On the other hand, Medicare Part C and D plans are administered by private companies. Certain plans have sophisticated in-house recovery departments, others outsource to subrogation vendors, while many may have minimal experience in the realm of workers' compensation, liability, or no-fault recovery. Processes and procedures will likely vary widely from plan to plan. These inconsistencies may prove difficult for claims payers attempting to identify, address, and resolve potential recovery interests.

Vast Number of Part C/D Plans

Unlike a single-source governmental entity administering and recovering for Medicare Parts A / B, there are thousands of commercial companies with respect to Part C / D. “In total, 3,550 Medicare Advantage plans are available nationwide for individual enrollment in 2021” Another way to look at it is that, “[f]or 2021, the average Medicare beneficiary has access to 33 Medicare Advantage plans, the largest number of options available in the last decade…”

The sheer number of plans coupled with the possibility of a beneficiary switching during applicable open enrollment periods adds complexity to identifying and engaging potential Part C / D entities which may hold a recovery interest.

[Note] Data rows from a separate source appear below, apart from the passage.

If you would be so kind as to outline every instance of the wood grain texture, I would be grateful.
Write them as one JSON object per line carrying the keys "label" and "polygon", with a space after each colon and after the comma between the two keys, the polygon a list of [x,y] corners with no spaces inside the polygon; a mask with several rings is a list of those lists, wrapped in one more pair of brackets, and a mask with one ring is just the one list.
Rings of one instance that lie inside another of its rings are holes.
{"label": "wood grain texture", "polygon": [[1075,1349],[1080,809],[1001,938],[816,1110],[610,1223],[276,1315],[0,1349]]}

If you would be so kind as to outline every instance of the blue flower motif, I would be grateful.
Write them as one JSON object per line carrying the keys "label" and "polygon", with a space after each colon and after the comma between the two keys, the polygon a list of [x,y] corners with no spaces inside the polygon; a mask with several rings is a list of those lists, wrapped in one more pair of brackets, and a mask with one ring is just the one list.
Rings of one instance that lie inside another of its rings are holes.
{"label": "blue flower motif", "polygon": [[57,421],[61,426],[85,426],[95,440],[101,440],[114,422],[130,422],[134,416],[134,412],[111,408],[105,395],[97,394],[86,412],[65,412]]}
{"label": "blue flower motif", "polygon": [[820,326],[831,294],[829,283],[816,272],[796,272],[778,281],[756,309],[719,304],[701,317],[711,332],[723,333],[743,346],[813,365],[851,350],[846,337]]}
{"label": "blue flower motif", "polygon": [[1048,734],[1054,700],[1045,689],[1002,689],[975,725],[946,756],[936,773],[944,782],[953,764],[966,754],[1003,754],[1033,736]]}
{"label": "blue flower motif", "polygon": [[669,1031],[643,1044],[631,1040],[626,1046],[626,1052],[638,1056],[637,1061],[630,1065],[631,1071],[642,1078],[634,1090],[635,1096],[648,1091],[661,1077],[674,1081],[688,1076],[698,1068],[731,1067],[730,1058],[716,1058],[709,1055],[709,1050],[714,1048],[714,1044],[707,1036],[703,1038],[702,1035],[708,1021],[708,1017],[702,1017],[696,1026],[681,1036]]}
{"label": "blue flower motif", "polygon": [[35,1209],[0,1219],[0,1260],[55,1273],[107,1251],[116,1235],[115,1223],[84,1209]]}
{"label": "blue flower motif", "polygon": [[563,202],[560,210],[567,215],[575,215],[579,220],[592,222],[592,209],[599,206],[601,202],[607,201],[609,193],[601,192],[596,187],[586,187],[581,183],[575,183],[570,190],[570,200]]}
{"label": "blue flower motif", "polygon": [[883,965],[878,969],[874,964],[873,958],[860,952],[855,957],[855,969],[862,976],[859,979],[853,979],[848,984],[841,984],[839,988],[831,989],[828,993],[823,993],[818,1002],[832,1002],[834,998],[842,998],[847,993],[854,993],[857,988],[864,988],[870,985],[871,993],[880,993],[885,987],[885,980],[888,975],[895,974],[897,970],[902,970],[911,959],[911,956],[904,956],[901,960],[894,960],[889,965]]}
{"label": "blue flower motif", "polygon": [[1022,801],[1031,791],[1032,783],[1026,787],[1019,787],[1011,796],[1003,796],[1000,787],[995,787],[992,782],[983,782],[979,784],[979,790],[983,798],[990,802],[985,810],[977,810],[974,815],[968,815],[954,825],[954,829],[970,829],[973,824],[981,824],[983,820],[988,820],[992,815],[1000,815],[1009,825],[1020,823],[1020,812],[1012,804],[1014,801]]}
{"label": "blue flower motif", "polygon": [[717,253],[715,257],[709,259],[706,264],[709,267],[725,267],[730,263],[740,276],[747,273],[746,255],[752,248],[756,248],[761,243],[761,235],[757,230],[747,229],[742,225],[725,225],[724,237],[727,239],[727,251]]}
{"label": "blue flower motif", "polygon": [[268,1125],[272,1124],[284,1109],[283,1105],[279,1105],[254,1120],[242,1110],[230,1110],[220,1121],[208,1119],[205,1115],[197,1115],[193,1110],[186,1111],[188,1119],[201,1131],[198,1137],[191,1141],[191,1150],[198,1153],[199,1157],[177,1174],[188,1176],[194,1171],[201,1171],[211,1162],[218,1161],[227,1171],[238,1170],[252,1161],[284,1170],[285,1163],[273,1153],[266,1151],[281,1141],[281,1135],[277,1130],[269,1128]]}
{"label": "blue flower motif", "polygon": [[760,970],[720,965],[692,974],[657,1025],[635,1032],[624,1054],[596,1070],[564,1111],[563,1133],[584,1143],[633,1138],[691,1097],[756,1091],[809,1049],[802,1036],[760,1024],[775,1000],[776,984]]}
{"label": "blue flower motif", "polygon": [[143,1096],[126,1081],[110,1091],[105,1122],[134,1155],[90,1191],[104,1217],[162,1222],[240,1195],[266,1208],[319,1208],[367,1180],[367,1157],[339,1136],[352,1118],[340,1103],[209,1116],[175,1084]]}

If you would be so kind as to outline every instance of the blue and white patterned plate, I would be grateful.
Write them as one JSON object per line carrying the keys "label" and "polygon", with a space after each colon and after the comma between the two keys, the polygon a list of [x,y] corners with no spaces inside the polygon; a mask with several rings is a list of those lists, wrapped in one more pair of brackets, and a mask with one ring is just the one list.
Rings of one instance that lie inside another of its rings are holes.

Potential for Continued Litigation

It is yet to be seen whether the implementation of the PAID Act will slow litigation under the PCA theory – either by plans or assignees of recovery rights. The PAID Act alone likely will not eliminate every suit attempting to recover Part C / D payments but will hopefully stop much of the needless litigation. The PAID Act does not bar an individual or entity who might avail themselves to the PCA and bring suit for double damages. The courts have not seemed to veer from the In Re Avandia holding and perhaps the issue is best resolved by way of additional legislation tailoring the PCA provision or by eliminating it outright.

Implementation of the PAID Act's provisions are still months away, but there will assuredly be opportunities and challenges ahead for claims payers as this dynamic area of the law continues to evolve.